In psychotherapy, unconscious material gradually manifests itself symbolically in dreams, in active imagination, and in the transference / counter-transference relationship between therapist and client. The therapeutic modality that is most commonly used to bring these and other archetypes to conscious awareness is dreamwork. Dreams bring to our attention vital information that we are not yet aware of. This information can play a key role in clients’ therapeutic process in addition to being an invaluable resource that catalyses transformation. Each dream offers a unique expression of clients’ psychological situation, giving the therapist, a precise and objective statement about the psychological reality that is confronting our client. Working with clients on their dreams enables the person to reconnect to their own deep inner nature, to their inherent source of wisdom and guidance and to their untapped and often unknown creative potential.
Dreamwork speaks strongly to both therapists and clients, because it addresses such issues as search for meaning, the spiritual quest, and an understanding of human nature. My interest in this subject arises from my own dreams and synchronicities that have helped to broaden and more importantly deepen my understanding of the Self.
Working with dreams is a vital aspect of Jungian psychotherapy. A primary function of dreams is to help find balance in life. Dreams are meaningful, objective and therapeutic. Dreamwork is essentially subjective. Jung compares it to “a theatre in which the dreamer is not only the playwright but also the producer, the promoter, the audience, as well as the setting and the various characters, including the critics”.
When working with dreams, I ask clients to describe in the greatest level of detail possible, the opening scene. I ask them to note the atmosphere and any actions or feelings. Then I ask them to continue to record every detail of the content, noting especially how the dream ended and what the final emotion is. We also note the course of the proceeding day for the dreamer and, in particular, the nature of their mental and emotional atmosphere as they went to sleep.

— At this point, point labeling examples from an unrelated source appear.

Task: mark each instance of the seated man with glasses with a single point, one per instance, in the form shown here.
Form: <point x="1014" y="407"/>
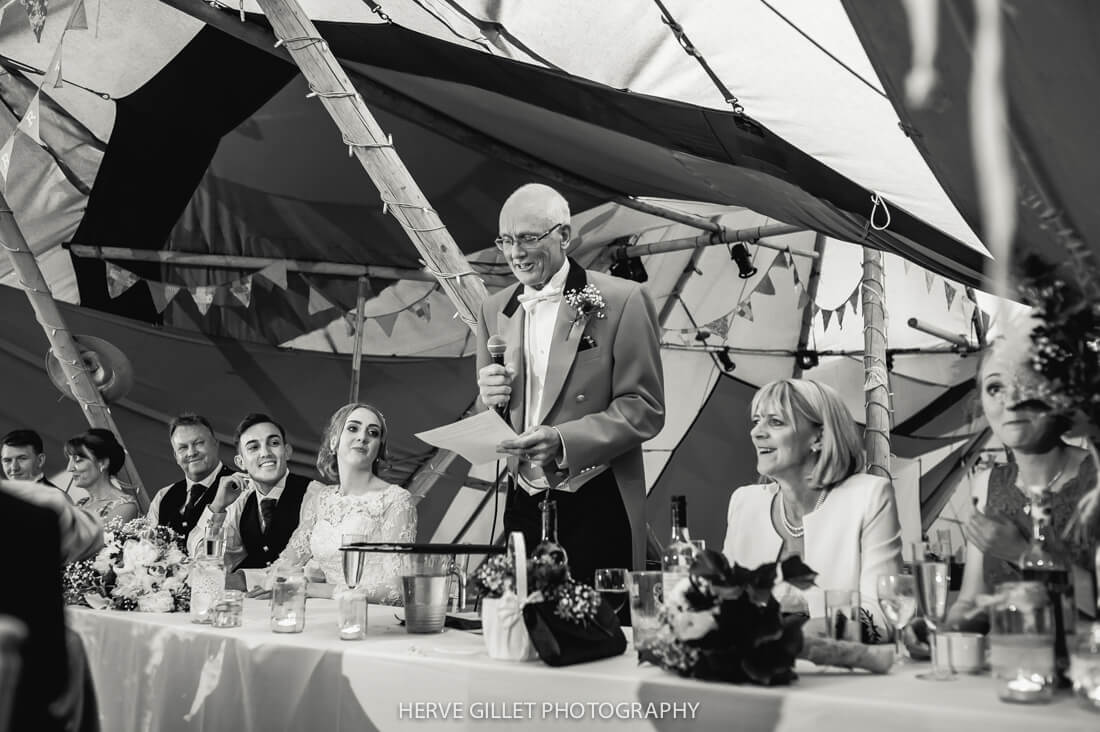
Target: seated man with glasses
<point x="581" y="383"/>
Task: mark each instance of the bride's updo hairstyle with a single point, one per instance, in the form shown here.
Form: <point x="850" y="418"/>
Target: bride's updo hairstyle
<point x="327" y="455"/>
<point x="99" y="445"/>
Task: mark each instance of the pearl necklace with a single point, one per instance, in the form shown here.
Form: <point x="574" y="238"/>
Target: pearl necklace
<point x="796" y="532"/>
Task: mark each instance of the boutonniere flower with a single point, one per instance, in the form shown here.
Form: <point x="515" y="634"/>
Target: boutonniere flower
<point x="586" y="303"/>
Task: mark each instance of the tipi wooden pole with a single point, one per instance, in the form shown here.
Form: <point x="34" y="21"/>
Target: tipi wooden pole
<point x="876" y="375"/>
<point x="356" y="359"/>
<point x="375" y="151"/>
<point x="61" y="339"/>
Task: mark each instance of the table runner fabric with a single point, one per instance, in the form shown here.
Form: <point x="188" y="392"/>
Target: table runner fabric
<point x="161" y="672"/>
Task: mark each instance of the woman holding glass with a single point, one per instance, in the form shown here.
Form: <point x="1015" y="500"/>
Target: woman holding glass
<point x="814" y="501"/>
<point x="1012" y="400"/>
<point x="360" y="504"/>
<point x="95" y="457"/>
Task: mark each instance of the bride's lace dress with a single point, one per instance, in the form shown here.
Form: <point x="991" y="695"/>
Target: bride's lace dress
<point x="386" y="515"/>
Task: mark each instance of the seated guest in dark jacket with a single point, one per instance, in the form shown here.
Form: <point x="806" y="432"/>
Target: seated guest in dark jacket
<point x="259" y="507"/>
<point x="195" y="448"/>
<point x="23" y="457"/>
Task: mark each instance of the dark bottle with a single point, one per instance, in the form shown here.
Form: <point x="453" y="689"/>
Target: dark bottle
<point x="548" y="549"/>
<point x="1041" y="564"/>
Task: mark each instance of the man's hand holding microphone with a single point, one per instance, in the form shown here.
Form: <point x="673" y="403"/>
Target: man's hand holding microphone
<point x="540" y="445"/>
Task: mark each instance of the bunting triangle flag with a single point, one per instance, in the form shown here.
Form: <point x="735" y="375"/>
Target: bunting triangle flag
<point x="318" y="302"/>
<point x="6" y="152"/>
<point x="29" y="124"/>
<point x="78" y="19"/>
<point x="766" y="286"/>
<point x="242" y="290"/>
<point x="386" y="323"/>
<point x="202" y="296"/>
<point x="275" y="273"/>
<point x="35" y="15"/>
<point x="719" y="326"/>
<point x="162" y="294"/>
<point x="119" y="280"/>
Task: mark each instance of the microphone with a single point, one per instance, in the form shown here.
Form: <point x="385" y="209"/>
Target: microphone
<point x="496" y="348"/>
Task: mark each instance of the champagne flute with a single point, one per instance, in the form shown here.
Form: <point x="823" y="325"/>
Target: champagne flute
<point x="932" y="586"/>
<point x="898" y="600"/>
<point x="353" y="559"/>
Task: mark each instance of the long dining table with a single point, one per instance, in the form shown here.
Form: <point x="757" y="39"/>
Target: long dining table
<point x="162" y="672"/>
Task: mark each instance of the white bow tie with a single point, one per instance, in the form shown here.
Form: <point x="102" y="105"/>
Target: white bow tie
<point x="529" y="297"/>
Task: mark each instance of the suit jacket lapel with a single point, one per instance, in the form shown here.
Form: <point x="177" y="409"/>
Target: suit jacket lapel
<point x="510" y="324"/>
<point x="564" y="343"/>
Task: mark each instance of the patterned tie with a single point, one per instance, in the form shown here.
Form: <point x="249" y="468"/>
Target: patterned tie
<point x="194" y="492"/>
<point x="531" y="296"/>
<point x="267" y="512"/>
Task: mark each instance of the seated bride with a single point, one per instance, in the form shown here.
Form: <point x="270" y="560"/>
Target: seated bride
<point x="360" y="504"/>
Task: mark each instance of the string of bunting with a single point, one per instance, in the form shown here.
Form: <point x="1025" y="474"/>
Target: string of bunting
<point x="29" y="124"/>
<point x="239" y="292"/>
<point x="766" y="286"/>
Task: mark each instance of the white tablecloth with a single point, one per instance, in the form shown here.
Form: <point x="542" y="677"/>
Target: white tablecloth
<point x="160" y="672"/>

Striving for integration and wholeness is at the heart of psychotherapy, that practice amounts to an ‘invitation to wholeness’. Dreams not only show us areas of brokenness, but when we follow our dream wisdom, they also return us via “the royal road of our unconscious” to our original potential for wholeness. Therapists are instrumental in ‘opening up,’ to use the surgical phrase, the Psyche of another. To be properly prepared, we must have first entered our own process.